Had we shared the room with some other ghost from antiquity, our expedition would have been vastly different. Marcus Aurelius, however garish his sculpture, haunted us all the way home. His philosophy of dispassion and resolve offered an alternative to the perpetual tragicomedy we witnessed on the roads of America. If human beings are “incurably en route” (Adam Zagajewski), an essential component of our journey is figuring out the stride, the cadence, and the rhythm of whatever we happen to find along the way. I never want to stop attending to this work. Driving west with Johnny and a dead philosopher did immeasurable good for my education.

This side of the Romantics, Stoicism gets a bad rap. Its moderation is a bore, its restraint, the antithesis of children begotten by Oscar Wilde and Lady Gaga. Perhaps it deserves reclamation. As pagan wisdom, it bears an unparalleled elegance. As an ethical creed in the face of adversity and hardship, it exhibits an admirable dignity. It reminds one that there is always a center, a still point, even when this life of cheap hotels and karaoke, fast food and frivolity seems so pretty, oh so pretty, vacant.

* * * *

Meditations / Marcus Aurelius

Trans. Gregory Hays

Book Five

23. Keep in mind how fast things pass by and are gone – those that are now, and those to come. Existence flows past us like a river: the “what” is in constant flux, the “why” has a thousand variations. Nothing is stable, not even what’s right here. The infinity of past and future gapes before us – a chasm whose depths we cannot see. So it would take an idiot to feel self-importance or distress. Or any indignation, either. As if the things that irritate us lasted.

24. Remember:

Matter. How tiny your share of it.

Time. How brief and fleeting your allotment of it.
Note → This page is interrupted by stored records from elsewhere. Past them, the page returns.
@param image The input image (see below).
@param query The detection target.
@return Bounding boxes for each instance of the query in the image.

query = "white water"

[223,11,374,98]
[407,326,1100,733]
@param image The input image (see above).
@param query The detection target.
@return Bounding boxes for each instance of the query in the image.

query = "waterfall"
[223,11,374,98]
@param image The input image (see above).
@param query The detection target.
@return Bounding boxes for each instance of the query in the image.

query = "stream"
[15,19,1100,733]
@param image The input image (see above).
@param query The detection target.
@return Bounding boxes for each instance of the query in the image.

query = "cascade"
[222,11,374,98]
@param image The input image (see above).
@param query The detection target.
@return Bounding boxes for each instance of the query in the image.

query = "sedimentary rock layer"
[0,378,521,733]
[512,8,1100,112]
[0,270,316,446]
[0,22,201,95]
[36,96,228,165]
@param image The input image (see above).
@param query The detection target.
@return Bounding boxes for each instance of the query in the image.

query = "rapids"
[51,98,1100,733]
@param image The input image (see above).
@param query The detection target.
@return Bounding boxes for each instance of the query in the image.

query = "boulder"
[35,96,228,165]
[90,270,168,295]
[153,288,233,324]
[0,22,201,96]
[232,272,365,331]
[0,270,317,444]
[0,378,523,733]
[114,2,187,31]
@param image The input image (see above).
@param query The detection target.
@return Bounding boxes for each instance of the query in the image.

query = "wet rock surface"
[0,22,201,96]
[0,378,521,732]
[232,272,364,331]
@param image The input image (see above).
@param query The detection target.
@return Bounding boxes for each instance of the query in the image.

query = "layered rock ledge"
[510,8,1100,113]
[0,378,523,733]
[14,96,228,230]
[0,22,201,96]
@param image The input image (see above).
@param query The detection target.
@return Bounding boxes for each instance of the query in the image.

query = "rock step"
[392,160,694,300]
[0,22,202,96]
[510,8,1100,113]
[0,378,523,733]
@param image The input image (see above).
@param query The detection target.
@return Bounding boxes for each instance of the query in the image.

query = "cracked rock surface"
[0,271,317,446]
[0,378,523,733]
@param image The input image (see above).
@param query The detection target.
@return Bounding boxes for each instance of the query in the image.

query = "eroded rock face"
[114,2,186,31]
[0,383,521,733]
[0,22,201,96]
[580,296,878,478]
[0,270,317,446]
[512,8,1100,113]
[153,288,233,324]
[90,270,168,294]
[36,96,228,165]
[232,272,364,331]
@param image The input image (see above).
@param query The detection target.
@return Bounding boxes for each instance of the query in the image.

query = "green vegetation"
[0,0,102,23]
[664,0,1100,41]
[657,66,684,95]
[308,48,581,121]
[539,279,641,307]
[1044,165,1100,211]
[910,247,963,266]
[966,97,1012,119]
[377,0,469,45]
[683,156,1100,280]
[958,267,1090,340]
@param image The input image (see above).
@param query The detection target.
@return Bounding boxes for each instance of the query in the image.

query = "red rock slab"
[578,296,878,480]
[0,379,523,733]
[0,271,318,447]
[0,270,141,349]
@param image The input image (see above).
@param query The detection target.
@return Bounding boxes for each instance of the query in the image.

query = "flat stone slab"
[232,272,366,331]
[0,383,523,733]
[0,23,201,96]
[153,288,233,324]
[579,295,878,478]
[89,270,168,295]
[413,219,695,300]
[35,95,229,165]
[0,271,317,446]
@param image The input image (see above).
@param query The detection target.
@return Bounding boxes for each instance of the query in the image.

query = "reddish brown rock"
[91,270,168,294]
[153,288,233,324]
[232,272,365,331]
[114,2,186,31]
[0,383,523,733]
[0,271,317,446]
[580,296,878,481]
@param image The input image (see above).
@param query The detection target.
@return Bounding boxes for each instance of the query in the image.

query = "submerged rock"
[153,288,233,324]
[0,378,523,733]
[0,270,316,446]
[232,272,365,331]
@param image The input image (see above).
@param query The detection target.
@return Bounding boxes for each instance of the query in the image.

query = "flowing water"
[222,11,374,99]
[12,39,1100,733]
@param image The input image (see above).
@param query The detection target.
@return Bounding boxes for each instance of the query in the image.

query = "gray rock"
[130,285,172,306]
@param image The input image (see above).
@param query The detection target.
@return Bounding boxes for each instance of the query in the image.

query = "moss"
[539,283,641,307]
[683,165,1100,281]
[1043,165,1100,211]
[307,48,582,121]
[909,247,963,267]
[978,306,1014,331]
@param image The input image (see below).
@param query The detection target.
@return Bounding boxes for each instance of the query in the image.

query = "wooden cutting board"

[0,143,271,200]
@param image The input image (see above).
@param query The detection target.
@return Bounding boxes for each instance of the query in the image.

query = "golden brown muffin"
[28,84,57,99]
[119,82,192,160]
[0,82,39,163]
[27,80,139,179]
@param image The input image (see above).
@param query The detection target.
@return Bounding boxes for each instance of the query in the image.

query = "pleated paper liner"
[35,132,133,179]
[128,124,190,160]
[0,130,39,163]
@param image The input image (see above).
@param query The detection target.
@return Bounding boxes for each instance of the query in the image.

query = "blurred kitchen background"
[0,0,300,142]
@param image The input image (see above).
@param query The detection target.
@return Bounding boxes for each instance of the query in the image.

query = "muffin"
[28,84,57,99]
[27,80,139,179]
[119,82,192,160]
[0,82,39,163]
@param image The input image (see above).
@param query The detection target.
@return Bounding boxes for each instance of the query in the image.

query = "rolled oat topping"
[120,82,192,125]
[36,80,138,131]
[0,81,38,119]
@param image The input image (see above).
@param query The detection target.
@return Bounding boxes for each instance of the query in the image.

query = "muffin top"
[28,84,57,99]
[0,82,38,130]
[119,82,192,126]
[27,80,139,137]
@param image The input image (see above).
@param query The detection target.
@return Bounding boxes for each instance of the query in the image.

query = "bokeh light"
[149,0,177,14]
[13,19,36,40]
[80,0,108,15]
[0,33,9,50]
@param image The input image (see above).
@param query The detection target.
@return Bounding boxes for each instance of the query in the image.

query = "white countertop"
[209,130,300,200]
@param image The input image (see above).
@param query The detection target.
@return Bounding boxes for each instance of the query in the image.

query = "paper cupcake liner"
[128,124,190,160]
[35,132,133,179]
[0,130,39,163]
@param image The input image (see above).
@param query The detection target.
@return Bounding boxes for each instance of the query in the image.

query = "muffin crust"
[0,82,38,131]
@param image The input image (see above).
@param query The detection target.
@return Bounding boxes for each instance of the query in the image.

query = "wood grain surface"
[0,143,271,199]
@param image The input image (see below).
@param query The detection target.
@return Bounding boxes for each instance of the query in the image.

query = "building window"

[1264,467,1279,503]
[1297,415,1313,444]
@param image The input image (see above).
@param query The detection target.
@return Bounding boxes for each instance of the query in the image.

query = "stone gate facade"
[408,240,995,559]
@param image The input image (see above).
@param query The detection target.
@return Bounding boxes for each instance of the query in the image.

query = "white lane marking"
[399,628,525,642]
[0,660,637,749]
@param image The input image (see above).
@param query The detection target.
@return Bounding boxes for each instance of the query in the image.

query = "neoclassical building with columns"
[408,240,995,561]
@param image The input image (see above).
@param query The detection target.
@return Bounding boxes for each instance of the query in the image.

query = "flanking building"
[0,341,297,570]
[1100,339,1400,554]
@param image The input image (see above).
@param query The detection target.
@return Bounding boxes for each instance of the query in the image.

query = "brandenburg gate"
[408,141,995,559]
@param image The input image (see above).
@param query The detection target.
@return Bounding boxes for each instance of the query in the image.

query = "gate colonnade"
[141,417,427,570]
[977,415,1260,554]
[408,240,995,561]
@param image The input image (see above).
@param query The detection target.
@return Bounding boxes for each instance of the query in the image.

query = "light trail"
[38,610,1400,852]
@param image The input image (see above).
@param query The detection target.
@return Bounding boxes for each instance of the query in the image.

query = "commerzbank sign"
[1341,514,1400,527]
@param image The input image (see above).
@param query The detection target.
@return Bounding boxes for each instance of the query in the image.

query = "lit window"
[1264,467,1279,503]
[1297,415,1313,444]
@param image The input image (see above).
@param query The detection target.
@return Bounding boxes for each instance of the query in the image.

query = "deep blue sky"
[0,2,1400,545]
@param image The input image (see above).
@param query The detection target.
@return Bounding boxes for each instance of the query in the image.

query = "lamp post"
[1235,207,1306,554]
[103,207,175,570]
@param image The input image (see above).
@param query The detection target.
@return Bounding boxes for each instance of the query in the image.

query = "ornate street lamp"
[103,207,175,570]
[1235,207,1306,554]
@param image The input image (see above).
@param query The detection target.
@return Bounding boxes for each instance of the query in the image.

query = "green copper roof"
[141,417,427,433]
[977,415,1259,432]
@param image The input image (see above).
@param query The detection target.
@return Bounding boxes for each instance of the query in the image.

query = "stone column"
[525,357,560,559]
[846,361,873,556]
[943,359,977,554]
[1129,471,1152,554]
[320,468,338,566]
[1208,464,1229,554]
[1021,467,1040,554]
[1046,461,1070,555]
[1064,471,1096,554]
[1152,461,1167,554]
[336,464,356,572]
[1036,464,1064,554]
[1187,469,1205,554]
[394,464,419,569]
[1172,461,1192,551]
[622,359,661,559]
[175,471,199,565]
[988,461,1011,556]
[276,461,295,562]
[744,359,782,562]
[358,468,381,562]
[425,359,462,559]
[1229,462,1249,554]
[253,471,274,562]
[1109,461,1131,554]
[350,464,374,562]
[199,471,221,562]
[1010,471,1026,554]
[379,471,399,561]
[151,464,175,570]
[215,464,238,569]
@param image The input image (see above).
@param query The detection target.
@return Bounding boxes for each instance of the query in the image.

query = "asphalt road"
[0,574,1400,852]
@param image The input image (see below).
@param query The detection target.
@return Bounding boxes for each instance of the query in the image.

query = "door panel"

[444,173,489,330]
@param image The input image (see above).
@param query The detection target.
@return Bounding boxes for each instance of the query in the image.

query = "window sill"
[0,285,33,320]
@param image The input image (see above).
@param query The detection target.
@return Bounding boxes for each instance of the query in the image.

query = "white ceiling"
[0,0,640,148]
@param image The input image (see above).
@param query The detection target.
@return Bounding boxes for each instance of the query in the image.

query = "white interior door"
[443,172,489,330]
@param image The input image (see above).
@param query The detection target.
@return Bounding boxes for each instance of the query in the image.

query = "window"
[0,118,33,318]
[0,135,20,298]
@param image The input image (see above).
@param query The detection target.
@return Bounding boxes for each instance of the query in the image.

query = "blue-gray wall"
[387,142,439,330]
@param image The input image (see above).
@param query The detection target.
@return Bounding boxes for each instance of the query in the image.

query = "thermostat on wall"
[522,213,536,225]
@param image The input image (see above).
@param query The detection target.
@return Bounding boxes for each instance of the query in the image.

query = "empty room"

Fate. How small a role you play in it.

4 Responses

  1. Jeremiah,
    You are a poet-philosopher, and wonderful storyteller. In my own hurried life I still find a moment to read your reflections and enjoy the brief still point when your deep calls to my deep. Thanks for writing.
    Sam Palpant

  2. I agree that the gun makes the story. Marcus Aurelius, though, creates the tension – what a strange bust to showcase in a honeymoon “suite”. It’s as good as placing Martin Luther in casino.